Protect your wellbeing
ACEM's preparation guidelines place significant emphasis on work–life balance during the study period. Ensuring your health and wellbeing is maintained through appropriate balance between study, clinical work, and personal life is especially important during this extended preparation period. Don't forget to incorporate periods of rest and relaxation — trainees who neglect this may experience burnout and not perform optimally at the examination.
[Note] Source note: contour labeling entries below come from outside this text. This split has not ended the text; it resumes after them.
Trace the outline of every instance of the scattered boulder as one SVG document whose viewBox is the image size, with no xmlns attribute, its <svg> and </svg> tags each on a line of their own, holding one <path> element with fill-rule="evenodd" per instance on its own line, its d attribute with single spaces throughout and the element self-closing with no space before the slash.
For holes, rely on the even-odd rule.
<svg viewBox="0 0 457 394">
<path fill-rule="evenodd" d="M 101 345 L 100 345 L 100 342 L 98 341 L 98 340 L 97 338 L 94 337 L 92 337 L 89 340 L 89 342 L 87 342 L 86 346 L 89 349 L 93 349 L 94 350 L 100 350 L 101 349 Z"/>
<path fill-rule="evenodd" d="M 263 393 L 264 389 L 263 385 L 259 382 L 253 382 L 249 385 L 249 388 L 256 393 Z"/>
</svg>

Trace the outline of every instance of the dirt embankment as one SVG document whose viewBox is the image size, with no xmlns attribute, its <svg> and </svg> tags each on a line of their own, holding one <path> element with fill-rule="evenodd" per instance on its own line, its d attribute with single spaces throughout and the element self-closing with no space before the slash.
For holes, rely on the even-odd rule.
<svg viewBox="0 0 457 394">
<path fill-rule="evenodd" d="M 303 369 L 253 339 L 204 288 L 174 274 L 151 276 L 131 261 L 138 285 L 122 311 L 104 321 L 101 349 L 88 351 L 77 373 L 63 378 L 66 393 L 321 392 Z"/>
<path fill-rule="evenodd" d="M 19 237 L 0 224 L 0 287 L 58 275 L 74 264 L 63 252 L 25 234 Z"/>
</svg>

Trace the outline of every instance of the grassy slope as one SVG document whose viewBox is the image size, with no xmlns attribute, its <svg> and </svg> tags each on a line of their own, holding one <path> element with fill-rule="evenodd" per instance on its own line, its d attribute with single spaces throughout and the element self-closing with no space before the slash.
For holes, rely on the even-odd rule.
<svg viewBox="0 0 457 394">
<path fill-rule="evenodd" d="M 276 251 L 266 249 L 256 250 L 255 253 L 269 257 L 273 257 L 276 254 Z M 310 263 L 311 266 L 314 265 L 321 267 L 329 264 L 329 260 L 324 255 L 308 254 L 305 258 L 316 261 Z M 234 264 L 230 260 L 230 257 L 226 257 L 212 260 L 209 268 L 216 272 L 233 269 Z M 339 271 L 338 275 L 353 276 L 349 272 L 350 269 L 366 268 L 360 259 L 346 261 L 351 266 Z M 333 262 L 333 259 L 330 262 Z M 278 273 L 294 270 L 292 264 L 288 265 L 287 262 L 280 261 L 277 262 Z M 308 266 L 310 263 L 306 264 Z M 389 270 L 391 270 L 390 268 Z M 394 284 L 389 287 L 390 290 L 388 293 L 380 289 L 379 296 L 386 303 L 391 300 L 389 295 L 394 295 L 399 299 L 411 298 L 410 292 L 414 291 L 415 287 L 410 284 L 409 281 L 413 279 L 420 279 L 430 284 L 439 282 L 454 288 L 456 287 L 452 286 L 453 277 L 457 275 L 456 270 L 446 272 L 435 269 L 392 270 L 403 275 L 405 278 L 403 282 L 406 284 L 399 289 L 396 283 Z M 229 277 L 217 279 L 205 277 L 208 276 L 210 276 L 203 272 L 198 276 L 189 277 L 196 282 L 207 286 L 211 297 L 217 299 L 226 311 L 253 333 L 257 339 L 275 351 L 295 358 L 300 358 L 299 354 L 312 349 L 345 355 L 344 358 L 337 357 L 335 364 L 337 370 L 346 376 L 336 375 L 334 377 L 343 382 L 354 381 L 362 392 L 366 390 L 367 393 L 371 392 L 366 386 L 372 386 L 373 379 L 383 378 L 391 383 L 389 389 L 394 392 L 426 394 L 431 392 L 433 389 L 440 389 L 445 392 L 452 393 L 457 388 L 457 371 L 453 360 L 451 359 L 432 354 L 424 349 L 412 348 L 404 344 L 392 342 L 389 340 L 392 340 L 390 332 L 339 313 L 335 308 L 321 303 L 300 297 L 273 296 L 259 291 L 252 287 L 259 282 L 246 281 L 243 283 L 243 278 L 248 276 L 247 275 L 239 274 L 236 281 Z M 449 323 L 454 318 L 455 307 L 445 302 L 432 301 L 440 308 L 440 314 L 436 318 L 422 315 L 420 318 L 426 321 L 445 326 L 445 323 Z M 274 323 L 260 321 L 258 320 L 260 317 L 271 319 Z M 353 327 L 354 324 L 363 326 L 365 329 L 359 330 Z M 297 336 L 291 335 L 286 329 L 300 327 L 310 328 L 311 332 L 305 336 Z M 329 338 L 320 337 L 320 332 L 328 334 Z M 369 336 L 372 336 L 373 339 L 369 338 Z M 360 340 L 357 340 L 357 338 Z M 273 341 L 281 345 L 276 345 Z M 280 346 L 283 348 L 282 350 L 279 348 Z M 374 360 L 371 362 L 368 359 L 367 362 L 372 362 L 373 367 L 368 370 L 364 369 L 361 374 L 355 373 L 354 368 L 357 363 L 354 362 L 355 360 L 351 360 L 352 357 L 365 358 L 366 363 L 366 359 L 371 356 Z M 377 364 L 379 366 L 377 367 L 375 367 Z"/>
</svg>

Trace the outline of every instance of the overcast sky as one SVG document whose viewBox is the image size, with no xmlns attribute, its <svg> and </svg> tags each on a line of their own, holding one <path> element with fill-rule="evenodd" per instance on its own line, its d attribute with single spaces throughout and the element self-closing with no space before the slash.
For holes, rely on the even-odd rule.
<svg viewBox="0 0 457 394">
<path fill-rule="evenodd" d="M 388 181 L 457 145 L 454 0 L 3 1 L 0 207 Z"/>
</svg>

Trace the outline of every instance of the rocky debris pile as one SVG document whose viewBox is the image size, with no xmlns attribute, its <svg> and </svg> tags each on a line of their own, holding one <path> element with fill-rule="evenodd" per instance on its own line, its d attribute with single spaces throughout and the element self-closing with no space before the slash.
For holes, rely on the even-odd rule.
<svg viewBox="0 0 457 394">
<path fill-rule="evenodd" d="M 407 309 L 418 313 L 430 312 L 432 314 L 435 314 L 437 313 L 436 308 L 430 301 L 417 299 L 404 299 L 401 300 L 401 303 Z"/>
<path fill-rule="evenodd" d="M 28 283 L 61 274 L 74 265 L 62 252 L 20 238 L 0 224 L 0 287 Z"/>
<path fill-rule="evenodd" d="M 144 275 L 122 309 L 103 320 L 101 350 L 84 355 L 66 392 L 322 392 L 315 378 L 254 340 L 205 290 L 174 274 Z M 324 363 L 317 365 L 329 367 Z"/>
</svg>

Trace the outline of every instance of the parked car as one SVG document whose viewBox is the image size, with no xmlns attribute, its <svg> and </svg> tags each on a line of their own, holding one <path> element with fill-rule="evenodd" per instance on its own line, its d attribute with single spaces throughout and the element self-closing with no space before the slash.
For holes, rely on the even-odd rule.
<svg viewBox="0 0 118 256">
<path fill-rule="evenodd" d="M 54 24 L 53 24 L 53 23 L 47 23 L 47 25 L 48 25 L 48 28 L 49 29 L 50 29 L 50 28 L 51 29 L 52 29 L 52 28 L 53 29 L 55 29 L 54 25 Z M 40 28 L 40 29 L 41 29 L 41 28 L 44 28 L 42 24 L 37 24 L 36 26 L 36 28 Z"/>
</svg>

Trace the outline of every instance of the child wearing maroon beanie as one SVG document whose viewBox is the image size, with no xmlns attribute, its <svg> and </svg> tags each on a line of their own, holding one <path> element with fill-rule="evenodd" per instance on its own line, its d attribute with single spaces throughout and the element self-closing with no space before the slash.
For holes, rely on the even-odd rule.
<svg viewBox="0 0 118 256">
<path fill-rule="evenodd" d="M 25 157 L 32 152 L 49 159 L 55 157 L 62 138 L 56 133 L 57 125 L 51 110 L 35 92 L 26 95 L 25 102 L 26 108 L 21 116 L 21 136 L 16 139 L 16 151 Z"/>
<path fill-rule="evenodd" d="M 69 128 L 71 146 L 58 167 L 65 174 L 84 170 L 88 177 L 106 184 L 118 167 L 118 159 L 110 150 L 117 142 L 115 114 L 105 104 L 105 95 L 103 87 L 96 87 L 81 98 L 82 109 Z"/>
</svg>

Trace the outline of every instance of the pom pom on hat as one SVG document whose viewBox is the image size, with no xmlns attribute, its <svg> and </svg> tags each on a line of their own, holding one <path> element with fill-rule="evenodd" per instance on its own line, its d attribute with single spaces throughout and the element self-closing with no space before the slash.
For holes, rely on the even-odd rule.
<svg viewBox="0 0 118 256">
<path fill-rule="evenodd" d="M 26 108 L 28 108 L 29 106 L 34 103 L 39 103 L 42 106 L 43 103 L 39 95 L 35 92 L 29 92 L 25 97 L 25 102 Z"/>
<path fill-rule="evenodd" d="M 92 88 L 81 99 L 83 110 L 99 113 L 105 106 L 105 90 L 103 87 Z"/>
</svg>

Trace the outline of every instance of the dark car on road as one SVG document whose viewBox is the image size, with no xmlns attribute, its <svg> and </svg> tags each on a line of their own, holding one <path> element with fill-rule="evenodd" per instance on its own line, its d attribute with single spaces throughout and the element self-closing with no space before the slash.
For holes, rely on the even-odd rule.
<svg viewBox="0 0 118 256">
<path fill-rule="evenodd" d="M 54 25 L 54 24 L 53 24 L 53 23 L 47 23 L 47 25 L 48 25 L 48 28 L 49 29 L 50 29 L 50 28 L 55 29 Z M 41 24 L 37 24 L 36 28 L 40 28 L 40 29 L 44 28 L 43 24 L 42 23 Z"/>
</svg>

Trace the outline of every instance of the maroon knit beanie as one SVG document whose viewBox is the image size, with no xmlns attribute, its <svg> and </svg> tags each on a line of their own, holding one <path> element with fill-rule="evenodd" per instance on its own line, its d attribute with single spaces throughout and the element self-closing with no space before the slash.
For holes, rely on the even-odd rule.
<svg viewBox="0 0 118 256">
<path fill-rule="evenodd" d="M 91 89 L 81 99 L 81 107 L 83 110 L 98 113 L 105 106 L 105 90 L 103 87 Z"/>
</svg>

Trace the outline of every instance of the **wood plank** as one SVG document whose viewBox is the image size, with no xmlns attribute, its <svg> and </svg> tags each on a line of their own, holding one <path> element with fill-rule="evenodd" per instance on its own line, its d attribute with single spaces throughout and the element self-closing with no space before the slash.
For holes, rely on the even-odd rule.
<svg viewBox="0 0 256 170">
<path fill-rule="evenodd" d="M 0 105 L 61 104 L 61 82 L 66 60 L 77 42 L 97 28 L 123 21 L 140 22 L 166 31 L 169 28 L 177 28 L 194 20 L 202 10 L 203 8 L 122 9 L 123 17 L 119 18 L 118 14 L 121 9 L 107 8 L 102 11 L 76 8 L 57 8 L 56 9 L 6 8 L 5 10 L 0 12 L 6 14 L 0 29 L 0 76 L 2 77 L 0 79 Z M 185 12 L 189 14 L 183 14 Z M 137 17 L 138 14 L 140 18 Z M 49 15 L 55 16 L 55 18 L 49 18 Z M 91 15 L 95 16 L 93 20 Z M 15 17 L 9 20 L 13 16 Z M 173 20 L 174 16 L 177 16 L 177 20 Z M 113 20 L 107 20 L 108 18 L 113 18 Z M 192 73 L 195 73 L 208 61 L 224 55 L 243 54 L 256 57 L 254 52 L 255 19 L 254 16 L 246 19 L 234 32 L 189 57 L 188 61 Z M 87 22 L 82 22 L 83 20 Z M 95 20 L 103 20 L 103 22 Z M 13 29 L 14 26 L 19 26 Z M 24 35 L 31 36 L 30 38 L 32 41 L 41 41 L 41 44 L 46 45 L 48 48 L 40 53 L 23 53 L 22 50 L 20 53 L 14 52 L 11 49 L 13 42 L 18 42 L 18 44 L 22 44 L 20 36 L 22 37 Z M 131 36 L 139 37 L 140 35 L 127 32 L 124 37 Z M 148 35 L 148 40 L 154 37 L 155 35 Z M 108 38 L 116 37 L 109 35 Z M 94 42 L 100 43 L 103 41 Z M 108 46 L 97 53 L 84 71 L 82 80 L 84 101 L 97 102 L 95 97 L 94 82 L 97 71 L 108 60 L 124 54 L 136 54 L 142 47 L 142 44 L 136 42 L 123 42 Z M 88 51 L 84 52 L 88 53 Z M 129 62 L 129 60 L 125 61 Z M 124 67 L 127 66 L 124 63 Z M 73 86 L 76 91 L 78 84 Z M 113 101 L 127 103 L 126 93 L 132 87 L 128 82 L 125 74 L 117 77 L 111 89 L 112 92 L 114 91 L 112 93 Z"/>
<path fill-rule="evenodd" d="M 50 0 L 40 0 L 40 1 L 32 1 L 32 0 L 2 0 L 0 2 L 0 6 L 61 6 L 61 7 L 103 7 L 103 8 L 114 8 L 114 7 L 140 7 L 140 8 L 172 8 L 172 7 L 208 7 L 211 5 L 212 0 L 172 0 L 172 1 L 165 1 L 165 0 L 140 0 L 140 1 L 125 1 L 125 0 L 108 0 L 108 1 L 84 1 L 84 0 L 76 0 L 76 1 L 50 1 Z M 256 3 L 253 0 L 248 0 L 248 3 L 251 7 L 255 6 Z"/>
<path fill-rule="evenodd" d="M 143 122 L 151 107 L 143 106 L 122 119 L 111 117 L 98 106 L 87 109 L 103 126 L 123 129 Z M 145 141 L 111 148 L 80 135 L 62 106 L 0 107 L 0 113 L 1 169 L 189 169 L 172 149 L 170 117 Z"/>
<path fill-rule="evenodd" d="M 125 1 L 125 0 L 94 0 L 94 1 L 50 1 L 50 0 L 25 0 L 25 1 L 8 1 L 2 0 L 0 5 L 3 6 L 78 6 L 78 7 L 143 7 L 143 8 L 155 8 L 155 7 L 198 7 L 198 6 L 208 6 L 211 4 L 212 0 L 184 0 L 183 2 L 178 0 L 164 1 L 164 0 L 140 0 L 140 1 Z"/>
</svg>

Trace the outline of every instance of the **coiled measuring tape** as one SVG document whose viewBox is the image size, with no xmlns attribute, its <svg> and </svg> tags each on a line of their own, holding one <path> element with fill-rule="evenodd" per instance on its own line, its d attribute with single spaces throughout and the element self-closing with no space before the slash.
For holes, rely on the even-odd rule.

Being unsuccessful in the FEx Written can have a significant personal impact and affect your confidence for subsequent attempts. If you are unsuccessful, ACEM encourages seeking support from your DEMT and other supporters, reviewing feedback carefully, and allowing yourself a period of recovery rather than rushing into a reattempt.
The final week
In the last week before the exam, taper your study. Do light revision of your summary notes and broad review of key topics, but avoid trying to learn new material. Get adequate sleep, maintain your normal routine, and trust that the months of preparation have built a solid foundation. Cramming at this stage does more harm than good.
Key takeaways
- Allow at least 12 months of dedicated study — some candidates start up to 24 months out
- Use at least two ACEM-recommended textbooks, supplemented by peer-reviewed national guidelines
- Know the six curriculum domains assessed and their weighting — Medical Expertise is ≥80%
- Practise questions from early in your preparation, not just at the end
- Try writing your own questions and teaching topics to deepen understanding
- Track your performance by domain and focus on weak areas
- Do at least one full trial exam under realistic timed conditions
- Seek objective feedback on your readiness from your DEMT and supervisors
- Protect your wellbeing — rest and balance are part of the strategy, not a luxury
References
- ACEM. Candidate Guidelines: Preparing for the Fellowship Written Examination (updated 2024).
- ACEM. Candidate Guidelines: About the Fellowship Written Examination (updated 2026).
- ACEM. Fellowship Examination Multiple Choice Question Matrix (January 2024).
- ACEM. FACEM Training Program Curriculum CU440 v4.12 (May 2026).
- ACEM. Procedures for Standard Setting the Fellowship Examinations (updated March 2022).
- ACEM. Glossary of Terms for Fellowship and Primary Examinations (March 2018).